Perhaps better regulation and a strengthening of civil society is more promising than relying on technology companies alone to take responsibility? The European Union, for instance, has already launched several policy regulation initiatives in recent years – notably, the ‘Proposal for a Regulation laying down harmonized rules on Artificial Intelligence’ in April 2021.

However, this and other legislative initiatives need to be accompanied by more democratic input and participatory elements. Civil society, especially in the form of non-governmental organisations, is crucial for reshaping the digital arena. On the one hand, NGOs can help the process of constructive criticism by contributing both their expertise and their varying social perspectives. Strengthening the voices of critics and opponents, but also providing sufficient resources to implement some of their criticisms, would be essential.

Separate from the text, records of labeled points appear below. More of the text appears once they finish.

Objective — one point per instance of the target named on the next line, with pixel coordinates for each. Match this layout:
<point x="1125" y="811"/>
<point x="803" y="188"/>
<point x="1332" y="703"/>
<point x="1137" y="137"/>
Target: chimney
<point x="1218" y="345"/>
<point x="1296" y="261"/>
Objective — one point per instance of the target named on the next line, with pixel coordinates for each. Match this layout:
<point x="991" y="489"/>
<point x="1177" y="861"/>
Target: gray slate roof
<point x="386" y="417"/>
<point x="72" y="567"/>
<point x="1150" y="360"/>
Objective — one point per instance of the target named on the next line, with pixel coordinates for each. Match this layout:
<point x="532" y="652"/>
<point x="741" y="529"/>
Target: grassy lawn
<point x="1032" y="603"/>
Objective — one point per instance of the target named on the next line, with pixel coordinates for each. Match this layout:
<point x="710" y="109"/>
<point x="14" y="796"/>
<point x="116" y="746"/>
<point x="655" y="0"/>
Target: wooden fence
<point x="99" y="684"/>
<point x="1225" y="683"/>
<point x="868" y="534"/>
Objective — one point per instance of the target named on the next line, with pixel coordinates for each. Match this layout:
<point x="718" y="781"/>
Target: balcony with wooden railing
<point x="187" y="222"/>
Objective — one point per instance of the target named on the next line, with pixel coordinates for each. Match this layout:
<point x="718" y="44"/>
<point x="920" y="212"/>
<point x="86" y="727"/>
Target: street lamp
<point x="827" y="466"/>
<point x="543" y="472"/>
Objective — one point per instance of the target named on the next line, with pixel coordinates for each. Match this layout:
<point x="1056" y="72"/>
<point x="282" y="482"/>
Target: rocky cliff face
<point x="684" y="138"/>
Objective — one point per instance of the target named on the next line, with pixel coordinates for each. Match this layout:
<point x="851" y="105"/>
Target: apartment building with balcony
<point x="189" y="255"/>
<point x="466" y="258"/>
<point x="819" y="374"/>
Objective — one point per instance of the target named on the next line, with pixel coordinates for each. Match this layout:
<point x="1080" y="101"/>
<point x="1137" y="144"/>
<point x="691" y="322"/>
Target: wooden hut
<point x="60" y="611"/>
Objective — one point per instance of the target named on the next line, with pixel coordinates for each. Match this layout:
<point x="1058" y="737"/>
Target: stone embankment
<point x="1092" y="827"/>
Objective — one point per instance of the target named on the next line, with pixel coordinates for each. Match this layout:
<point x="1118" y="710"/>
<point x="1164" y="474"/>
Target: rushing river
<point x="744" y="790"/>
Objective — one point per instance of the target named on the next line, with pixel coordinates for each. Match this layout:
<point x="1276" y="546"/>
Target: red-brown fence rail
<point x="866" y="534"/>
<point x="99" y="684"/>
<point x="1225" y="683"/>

The role of civil society organisations is likely to be important for another reason too. The increasing use of AI seems unstoppable; in this sense the future seems to be pre-programmed for many areas of life. However, what’s being pushed into the back seat is the more fundamental question of which areas of society and which social decisions we want to exclude from the use of AI for reasons of principle. When using AI might run counter to our ideas of freedom, privacy or justice, and possibly even endanger our democratic-liberal order, we need to say no thanks. Do we want AI-supported weapons systems, or surveillance systems using facial recognition technology? Should algorithms be allowed to make triage decisions in intensive care units? Addressing these and many other similar questions, would be a prerequisite for gaining a truly human-centered perspective on digital transformation, in which humans are not merely ‘in the loop’ but also ‘outside the code’.

© Roberta Fischli & Thomas Beschorner 2022

Roberta Fischli is a PhD student and is currently a visiting researcher at the Center for the Study of Law and Society (CSLS) at UC Berkeley. Thomas Beschorner is Professor for Business Ethics and Director of the Institute for Business Ethics at the same university.